Castiel fit mine de cracher. Cette pourriture qui était son meilleur ami oubliait tout ce qu'on lui disait, il était mal placé pour dire des choses pareilles. Les deux adolescents étaient en train de répéter dans le sous-sol de lycée, comme chaque vendredi soir. Il y faisait un peu frais, ce qui plaisait à Lysandre mais répugnait Castiel. Le froid, oui, à condition qu'il y ait de l'eau. Sortant de sa transe, Lysandre releva la tête.
- Au fait, as-tu eu ouïe de la nouvelle venue?, Demanda-t-il.
- Ouais, Ambre était plus excitée qu'une puce, assure le rouquin sans faire plus attention.
- Mm. A peine une semaine arrivée que cette peste d'Ambre lui fait déjà des misères.
- C'est-à-dire?
- Un incident à la cantine, fit vaguement Lysandre en griffonnant sur son carnet.
Castiel soupira.
- Je t'écoute, grommela-t-il.
- Ça ne t'intéressera pas.
- Vas-y quand même.
- Non.
- Crache!
Lysandre le jaugea avec un petit sourire, puis repartit dans ses pensées.

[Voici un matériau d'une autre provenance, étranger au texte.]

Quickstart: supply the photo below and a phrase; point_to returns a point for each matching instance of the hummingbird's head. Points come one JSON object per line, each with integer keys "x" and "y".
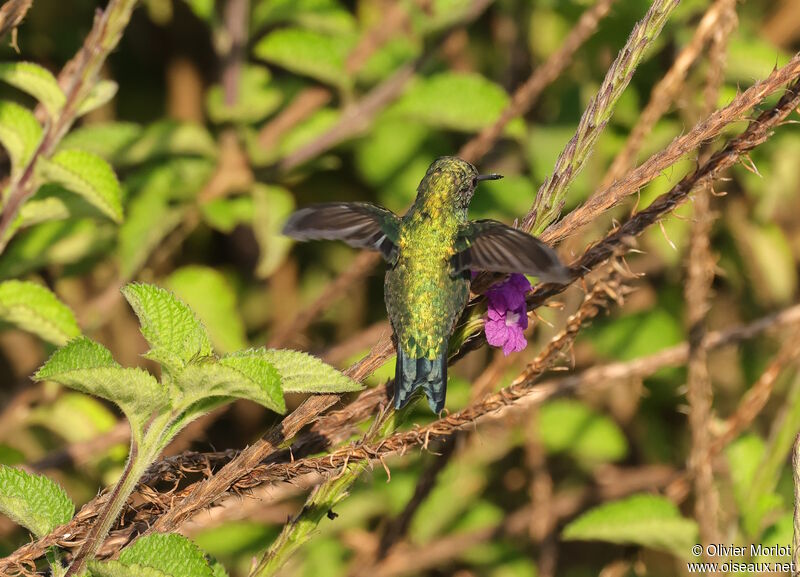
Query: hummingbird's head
{"x": 452, "y": 181}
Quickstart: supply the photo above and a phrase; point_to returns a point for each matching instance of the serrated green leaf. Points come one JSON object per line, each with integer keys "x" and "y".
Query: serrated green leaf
{"x": 100, "y": 94}
{"x": 303, "y": 373}
{"x": 213, "y": 300}
{"x": 648, "y": 520}
{"x": 36, "y": 211}
{"x": 169, "y": 138}
{"x": 150, "y": 219}
{"x": 237, "y": 376}
{"x": 108, "y": 139}
{"x": 225, "y": 214}
{"x": 87, "y": 366}
{"x": 36, "y": 309}
{"x": 36, "y": 81}
{"x": 258, "y": 98}
{"x": 321, "y": 15}
{"x": 203, "y": 9}
{"x": 34, "y": 501}
{"x": 59, "y": 242}
{"x": 271, "y": 207}
{"x": 75, "y": 417}
{"x": 463, "y": 102}
{"x": 117, "y": 569}
{"x": 20, "y": 134}
{"x": 566, "y": 425}
{"x": 175, "y": 334}
{"x": 171, "y": 553}
{"x": 320, "y": 56}
{"x": 88, "y": 175}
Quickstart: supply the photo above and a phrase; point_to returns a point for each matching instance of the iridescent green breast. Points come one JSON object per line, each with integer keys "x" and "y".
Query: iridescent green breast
{"x": 422, "y": 299}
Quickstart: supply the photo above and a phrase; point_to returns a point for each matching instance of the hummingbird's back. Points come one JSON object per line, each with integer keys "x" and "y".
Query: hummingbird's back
{"x": 423, "y": 299}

- Hé oh? Allô, Lysandre, ici Castiel!
- Pardon ? Ah, je te prie de m'excuser, j'avais oublié. Hum, je m'apprêtais donc à te dire que… Comment s'appelle-t-elle déjà? Que la nouvelle, à la sortie du self, a vu rouge.

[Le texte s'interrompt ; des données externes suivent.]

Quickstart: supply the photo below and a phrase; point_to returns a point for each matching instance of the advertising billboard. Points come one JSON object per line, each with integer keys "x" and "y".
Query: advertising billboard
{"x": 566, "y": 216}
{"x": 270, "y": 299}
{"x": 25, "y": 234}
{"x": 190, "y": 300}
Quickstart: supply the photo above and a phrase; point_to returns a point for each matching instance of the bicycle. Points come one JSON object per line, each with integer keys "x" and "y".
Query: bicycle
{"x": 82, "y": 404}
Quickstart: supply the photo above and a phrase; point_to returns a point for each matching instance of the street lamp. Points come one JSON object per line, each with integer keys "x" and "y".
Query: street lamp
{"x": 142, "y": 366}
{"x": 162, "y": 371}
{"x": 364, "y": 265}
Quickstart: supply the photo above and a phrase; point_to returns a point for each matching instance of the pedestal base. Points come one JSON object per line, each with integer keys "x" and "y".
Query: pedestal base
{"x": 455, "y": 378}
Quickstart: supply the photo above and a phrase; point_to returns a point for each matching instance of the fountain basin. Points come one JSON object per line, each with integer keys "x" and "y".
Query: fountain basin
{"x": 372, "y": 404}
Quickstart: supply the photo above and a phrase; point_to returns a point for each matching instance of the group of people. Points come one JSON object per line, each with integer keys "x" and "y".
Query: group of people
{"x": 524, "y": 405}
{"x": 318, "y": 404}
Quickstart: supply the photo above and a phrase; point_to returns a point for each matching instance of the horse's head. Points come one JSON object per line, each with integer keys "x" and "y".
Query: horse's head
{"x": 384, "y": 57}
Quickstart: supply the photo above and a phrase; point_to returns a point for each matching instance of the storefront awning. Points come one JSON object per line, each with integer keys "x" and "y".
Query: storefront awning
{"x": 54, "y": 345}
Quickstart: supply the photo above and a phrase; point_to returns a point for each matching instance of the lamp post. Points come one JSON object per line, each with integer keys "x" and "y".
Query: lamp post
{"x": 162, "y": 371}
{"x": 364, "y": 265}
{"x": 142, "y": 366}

- Hum?, S'agaça Castiel, guère amusé.
- Je veux dire par là qu'Ambre à renversé sur elle le contenu entier du réservoir à ketchup, et qu'elle y est parvenue de manière si sournoise que personne, à moins de connaître le caractère d'Ambre, aurait pu se douter qu'elle était la coupable.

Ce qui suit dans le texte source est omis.